The ‘Doc in a box‘ may cost only 20-30 pesos, but these are often new graduates with little actual experience, located at a pharmacy. They are not as common as they were ten years ago. A qualified, experienced specialist will be more likely to cost $300 to $600 pesos for a consultation; more if treatment is required. As for the VA, you probably know that appointments are required and treatment is slow. You cannot have medicines mailed to Mexico.
You still have not indicated how you intend to qualify for a residence visa. Frankly, I would hate to have to subsist on the amount you have mentioned. Expenses mount up and things are not nearly as inexpensive here as they were when we arrived over a decade ago. I can‘t imagine how you will pay rent and buy groceries, to say nothing of utilities and transportation, medical, etc. There is no welfare system for you in Mexico.
Yes, you will have to prove monthly income of something like $2000.00 USD per month to qualify for a Residente Temporal Visa. It is even more for a Residente Permanente Visa, which grants the right to work and does not require renewal each year. You can visit Mexico for up to 180 days on a tourist permit, but you may not work with that permit, or with a Residente Temporal which has not been approved by INM (Immigration).
That said, Baja Norte is a rather free zone for tourists, but if you want more permanent residence and privileges, a visa is your answer.


----------



## Isla Verde

RobHoffman said:


> Wait a minute...you have to _qualify_ income-wise in order to be granted residence in Mexico? Now I know $800 a month is low by US standards of living, but I didn't see that as being much of a problem in Mexico.

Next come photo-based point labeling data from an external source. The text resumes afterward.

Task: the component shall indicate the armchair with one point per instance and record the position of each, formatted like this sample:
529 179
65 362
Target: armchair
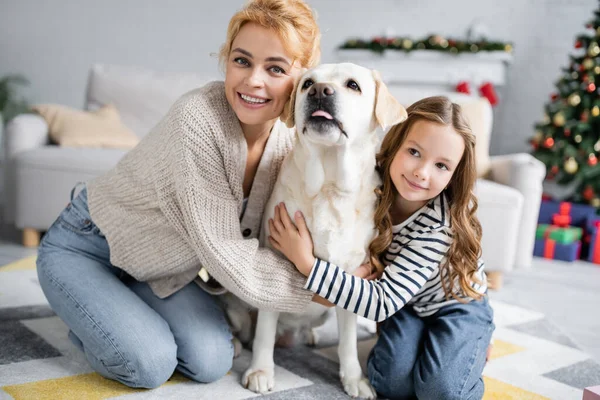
509 189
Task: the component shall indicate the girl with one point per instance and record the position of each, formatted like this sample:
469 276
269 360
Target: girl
432 294
119 263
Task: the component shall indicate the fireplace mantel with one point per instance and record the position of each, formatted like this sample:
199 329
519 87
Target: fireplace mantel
433 69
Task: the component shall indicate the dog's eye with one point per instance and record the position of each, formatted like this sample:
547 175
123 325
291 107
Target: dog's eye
353 85
307 83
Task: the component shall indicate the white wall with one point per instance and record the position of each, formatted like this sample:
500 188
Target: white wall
54 42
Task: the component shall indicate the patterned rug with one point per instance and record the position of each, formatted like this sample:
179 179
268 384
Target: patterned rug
531 359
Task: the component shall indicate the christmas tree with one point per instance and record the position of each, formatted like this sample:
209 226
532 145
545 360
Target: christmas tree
568 139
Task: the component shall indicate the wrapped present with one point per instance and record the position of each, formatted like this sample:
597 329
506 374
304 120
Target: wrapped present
594 246
549 248
558 234
554 212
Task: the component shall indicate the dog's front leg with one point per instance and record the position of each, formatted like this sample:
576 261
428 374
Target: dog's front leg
355 382
260 377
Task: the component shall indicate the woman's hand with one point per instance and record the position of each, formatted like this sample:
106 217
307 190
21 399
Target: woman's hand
293 241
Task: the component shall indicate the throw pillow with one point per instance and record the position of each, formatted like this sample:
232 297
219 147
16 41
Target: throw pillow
69 127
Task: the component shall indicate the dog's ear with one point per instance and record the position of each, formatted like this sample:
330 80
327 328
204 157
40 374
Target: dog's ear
288 114
388 111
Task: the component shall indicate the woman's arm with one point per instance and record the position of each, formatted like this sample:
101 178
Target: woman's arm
377 299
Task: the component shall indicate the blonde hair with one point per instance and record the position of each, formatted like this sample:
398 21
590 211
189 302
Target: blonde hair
464 252
292 20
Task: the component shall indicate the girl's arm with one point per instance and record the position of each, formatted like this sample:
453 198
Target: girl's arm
377 299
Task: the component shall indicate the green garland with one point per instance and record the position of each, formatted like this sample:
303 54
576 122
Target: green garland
433 42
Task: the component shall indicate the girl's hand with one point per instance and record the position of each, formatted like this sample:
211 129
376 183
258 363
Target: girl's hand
293 241
365 271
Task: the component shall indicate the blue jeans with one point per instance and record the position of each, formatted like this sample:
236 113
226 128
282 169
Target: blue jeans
126 332
437 357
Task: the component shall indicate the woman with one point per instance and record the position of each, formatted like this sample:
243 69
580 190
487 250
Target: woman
118 264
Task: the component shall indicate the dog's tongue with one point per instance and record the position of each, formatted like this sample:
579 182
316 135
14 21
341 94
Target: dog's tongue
321 113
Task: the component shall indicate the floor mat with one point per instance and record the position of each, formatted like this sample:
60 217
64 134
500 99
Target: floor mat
531 359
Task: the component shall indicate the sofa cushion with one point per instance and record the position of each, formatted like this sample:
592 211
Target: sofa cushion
74 128
81 160
142 96
477 110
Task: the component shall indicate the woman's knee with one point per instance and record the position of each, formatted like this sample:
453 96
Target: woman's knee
208 362
437 386
390 377
146 368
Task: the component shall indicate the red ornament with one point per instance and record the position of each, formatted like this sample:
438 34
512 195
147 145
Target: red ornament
585 116
463 87
488 91
588 193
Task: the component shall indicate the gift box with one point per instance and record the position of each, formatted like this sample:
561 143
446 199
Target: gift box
549 248
594 245
579 213
557 243
559 235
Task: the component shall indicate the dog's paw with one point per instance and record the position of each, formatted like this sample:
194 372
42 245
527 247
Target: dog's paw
259 380
237 347
359 387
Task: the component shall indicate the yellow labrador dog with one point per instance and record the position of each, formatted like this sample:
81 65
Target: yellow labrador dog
330 176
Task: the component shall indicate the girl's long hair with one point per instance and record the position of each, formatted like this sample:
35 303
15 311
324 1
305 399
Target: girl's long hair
461 261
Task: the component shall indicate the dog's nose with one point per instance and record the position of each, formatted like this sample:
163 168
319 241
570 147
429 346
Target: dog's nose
321 90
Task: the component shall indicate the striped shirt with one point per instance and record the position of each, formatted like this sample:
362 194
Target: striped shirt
412 273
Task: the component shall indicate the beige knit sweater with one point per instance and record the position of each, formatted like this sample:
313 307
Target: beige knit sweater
173 204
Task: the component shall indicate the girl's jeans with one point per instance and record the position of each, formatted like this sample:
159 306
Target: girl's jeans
126 332
437 357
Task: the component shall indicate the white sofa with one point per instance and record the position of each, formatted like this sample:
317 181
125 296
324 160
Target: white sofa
39 175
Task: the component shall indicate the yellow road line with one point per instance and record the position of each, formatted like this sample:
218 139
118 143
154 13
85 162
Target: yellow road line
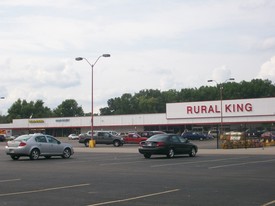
134 198
10 180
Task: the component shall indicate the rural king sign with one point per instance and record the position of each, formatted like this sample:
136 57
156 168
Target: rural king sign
227 108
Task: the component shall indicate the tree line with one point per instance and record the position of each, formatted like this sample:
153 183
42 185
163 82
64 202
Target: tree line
145 101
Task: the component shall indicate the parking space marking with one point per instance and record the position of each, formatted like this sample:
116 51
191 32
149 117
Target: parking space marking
42 190
269 203
120 163
195 162
10 180
240 164
134 198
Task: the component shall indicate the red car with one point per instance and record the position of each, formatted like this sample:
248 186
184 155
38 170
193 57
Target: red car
133 138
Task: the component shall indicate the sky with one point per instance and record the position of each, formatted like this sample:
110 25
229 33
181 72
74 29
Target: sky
154 44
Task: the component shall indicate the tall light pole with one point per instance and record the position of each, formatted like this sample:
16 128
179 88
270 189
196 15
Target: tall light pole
92 87
220 85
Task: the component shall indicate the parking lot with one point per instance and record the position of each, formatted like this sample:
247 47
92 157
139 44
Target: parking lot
107 175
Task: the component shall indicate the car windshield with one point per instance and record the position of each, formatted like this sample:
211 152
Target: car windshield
158 137
23 138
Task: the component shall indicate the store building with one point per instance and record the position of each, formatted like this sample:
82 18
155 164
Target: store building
230 114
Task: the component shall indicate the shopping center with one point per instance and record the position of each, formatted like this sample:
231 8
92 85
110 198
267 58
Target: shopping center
237 115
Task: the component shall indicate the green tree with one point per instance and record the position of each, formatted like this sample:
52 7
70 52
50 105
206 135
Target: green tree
22 109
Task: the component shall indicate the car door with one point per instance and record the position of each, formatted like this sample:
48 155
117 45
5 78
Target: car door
176 144
54 146
99 138
42 144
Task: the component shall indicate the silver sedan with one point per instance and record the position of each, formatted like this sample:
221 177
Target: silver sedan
36 145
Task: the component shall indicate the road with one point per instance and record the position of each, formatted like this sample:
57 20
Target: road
120 176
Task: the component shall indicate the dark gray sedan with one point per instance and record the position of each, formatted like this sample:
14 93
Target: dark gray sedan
36 145
167 144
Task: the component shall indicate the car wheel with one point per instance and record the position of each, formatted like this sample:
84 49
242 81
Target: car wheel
147 156
193 152
171 153
66 153
86 144
34 154
116 143
15 157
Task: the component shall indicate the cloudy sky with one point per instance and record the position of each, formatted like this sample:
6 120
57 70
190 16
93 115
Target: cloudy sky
154 44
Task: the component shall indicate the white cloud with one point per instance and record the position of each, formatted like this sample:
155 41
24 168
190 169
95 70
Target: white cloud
268 70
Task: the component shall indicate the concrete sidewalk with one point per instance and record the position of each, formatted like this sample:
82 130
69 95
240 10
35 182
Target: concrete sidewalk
248 151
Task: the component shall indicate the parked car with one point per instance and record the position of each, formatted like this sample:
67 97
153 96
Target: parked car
2 138
102 137
150 133
196 136
36 145
167 144
133 138
73 137
269 135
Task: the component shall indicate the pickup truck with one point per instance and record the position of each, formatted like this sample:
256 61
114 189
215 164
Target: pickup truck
101 137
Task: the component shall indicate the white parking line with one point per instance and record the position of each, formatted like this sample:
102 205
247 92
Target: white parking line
10 180
239 164
120 163
42 190
269 203
135 198
195 162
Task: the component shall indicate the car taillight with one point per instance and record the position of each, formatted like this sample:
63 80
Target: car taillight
160 144
22 144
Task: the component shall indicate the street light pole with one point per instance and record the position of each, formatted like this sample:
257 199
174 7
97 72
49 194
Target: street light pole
92 87
220 85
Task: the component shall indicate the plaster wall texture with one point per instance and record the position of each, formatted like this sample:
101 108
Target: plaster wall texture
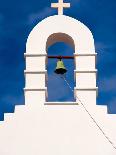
36 128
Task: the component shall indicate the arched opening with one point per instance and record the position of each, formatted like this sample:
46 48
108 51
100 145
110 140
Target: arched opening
60 44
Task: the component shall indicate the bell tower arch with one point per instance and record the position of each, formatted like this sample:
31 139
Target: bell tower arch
50 30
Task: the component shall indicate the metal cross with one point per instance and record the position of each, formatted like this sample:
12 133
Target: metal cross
60 5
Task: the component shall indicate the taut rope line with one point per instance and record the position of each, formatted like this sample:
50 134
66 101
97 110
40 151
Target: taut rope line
90 115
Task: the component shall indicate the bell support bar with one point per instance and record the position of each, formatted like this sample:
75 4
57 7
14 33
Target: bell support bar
60 57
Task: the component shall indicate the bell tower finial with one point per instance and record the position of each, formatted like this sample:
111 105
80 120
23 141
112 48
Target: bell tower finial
60 5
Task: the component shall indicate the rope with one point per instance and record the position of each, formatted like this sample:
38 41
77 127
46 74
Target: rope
90 115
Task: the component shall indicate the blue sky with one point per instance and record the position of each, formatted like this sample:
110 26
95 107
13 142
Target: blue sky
17 18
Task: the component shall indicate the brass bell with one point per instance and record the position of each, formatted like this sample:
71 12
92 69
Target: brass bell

Yes, you do. Right now the income required is around $1900 US a month. While it is true that you can live on much less than that (my basic monthly budget comes to around $1200), that is what the Mexican government requires for those who want to live here permanently and hold a residence visa.


----------



## lagoloo

To sum up the moving to Mexico and living dirt cheap thought from yesteryear:
"It ain't like it used to be....many long years ago".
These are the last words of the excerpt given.